You couldn't move for stories about the Royal Mail last week - and for once, they weren't all bad.
But then, it really has been quite some turnaround for the state-controlled postal group. Just a few years ago it was haemorrhaging money, the service was shambolic (not that anyone is exactly calling the current service ideal), staff morale was shot to pieces and then some bright spark decided to call it Consignia.
Chairman Allan Leighton and chief executive Adam Crozier are to be applauded. They have slashed costs, dropping such hallowed institutions as the second post, and the job cuts have been tough at around 30,000. More work needs to be done, but the rewards were there to be seen last week with profits continuing to grow, to £609m.
Mr Leighton has even worked his gift of the gab on the Government. Despite proving it can make money all by itself, the Government has agreed to lend it £900m and allow it to use a previously ring-fenced £850m to prop up the pension deficit.
Yet not everything is rosy at the Royal Mail, and one of the biggest problems is the growing unrest of the union - never a good thing in such a people-intensive industry. The Communication Workers Union today ups its fight against Mr Leighton's plan to offer shares to staff, calling it a "charade" and pointing out that the 80,000 expressions of interest Mr Leighton received represents just 37 per cent of the workforce.

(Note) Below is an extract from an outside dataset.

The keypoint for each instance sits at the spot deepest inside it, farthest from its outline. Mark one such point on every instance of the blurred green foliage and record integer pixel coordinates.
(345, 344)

The union believes the share scheme is the first step to privatisation. I doubt that: neither Mr Leighton nor the Government want to be remembered for selling out the Royal Mail.
But the union's back is up, and the two sides are already locked in a row over pay. The Royal Mail really does not need this right now - because it is not just sorting offices and postmen, it's also the Post Office and this is still an utter mess. It loses money hand over fist, largely because of the 8,500 rural post offices that boast just a handful of customers a week - if they're lucky. Here, there can be no ambiguity over what Mr Leighton would surely love to do: close them down.
But for the Government, this is a tough call. It has already backtracked on a pledge to hold a public consultation over the future funding of rural post offices, and insiders tell me it's simply because it can't decide what exactly it's consulting on. Hardly decisive government at its best.
The fact is, the Royal Mail needs the union onside, for the only government decision that makes commercial sense will, sadly, involve the closure of rural post offices and the loss of jobs.
The Government is propping up the rural estate with cash, but this is not a long-term solution. The Royal Mail has trialled a variety of different formats, such as post offices in pubs, and more services are now processed electronically, such as payment of benefits. So now it is time for the Government to act. The Royal Mail knows rural post offices need closing, the Government surely must do too, so perhaps it is time to stop dithering and deliver some bad news.
The grind goes on
A forum of business experts, including representatives from the TUC and Chartered Institute of Personnel Development, last week argued that the nine-to-five "grind" - their word - will be replaced by a "24-hour office". Hmm, nice idea, the premise being that no one, in these technologically advanced days, need be tied to the office. They should be free to work when and where they like. Really? Business, sadly, does not work like that, and with the best will in the world - and indeed technology - it remains a mere pipe dream for most.